The West African country of Benin is the first country examined in the book ESFIM Experiences with Farmer-Led Research for Advocacy, a culmination of research conducted by the Empowering Smallholder Farmers in Markets (ESFIM) programme and published in November 2013.
Benin, with a population of 5.2 million, is bordered to the east by Nigeria, to the north by Burkina Faso and Niger and to the west by Togo. Its southern edge runs along the Gulf of Guinea. While maize is the most important food crop, “agricultural policies in Benin [have] favoured the cotton sector,” due to cotton’s role as a major main cash crop in a country where agriculture outputs account for 31.6 percent of the nation’s GDP. However, the plunge in the price of cotton during the early 2000s brought to light the need for diversifying agricultural production. Maize was prioritized as a key crop by the District Producers’ Unions (UCPs) due in part to its widespread production in both the rural north and densely populated southern portions of the country.
Within this framework, a collaborative research partnership was initiated in December of 2010 with the Embassy of the Kingdom of the Netherlands in Benin (EKN Benin) approving a ten-month contract with the Federation of Unions of Agricultural Producers of Benin (FUPRO) and the Netherlands Development Organisation (SNV Benin). This partnership was tasked with leading the Action-Oriented Research (AOR) programme looking at the central question of how to make “maize value chains more competitive, sustainable, and inclusive,” with a two-fold goal of increasing food security and the value of maize as a cash crop.
A combination of focus groups, surveys, and self-assessments were conducted with farmers and cooperatives, with results indicating that “various farmer groups differ significantly in terms of their goals, ambitions, and entrepreneurial capacities.” This knowledge provides a clearer picture of the market landscape from the production end, contributing to the overall goal of the research project to “improve the performance of maize value chains.”
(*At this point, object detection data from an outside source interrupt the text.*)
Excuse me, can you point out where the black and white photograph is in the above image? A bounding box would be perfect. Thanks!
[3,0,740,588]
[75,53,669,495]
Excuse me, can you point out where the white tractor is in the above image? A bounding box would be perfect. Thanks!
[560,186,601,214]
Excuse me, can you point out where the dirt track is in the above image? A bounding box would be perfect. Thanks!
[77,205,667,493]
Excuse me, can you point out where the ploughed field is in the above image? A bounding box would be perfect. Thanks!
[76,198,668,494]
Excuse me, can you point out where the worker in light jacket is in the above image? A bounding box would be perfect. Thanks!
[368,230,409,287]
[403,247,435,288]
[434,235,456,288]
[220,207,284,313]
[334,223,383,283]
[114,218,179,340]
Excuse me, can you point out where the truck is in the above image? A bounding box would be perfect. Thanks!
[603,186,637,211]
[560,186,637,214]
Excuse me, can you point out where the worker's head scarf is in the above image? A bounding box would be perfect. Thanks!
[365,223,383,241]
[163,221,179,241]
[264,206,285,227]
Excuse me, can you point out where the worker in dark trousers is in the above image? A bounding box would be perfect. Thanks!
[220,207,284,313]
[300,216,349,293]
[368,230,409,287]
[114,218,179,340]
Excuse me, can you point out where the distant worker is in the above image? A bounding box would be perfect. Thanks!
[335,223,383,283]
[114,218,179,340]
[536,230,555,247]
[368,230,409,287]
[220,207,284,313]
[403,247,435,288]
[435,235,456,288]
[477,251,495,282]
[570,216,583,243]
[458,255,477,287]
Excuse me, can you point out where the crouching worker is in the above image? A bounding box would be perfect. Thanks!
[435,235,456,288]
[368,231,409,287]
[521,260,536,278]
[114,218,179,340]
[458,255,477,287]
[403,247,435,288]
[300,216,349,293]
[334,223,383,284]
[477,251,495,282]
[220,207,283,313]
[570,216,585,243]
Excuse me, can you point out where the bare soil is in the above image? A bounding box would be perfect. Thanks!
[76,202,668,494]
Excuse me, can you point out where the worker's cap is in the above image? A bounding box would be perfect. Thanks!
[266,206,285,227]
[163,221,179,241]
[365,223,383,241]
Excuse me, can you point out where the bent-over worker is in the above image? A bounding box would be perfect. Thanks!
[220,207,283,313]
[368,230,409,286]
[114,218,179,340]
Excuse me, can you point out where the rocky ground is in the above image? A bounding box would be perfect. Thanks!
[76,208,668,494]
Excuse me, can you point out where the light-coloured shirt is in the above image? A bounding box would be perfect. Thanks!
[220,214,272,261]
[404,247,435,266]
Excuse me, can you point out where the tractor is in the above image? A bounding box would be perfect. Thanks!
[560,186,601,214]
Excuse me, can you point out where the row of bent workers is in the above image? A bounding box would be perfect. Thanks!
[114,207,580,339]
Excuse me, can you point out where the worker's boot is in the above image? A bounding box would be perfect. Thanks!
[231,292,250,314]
When research concluded in late 2011, “three components were seen as crucial: promoting rural entrepreneurship, prioritizing topics that support innovation, and sharing evidence-based knowledge and experience.” Additional conclusions drawn from this project found that systematic methods of data collection and research are necessary for National Farmer Organisations (NFOs) to be seen as legitimate contributors to policy development. NFOs must also be engaged with the population they seek to represent and relevant documents must be compiled to support understanding and continued research. Despite setbacks during the AOR programme, the final report was still seen as innovative “as it ‘talked business,’ focused on specific value chains, stressed multi-stakeholder collaborations, suggest important areas for innovation and placed farmers at the heart of maize value chain development.”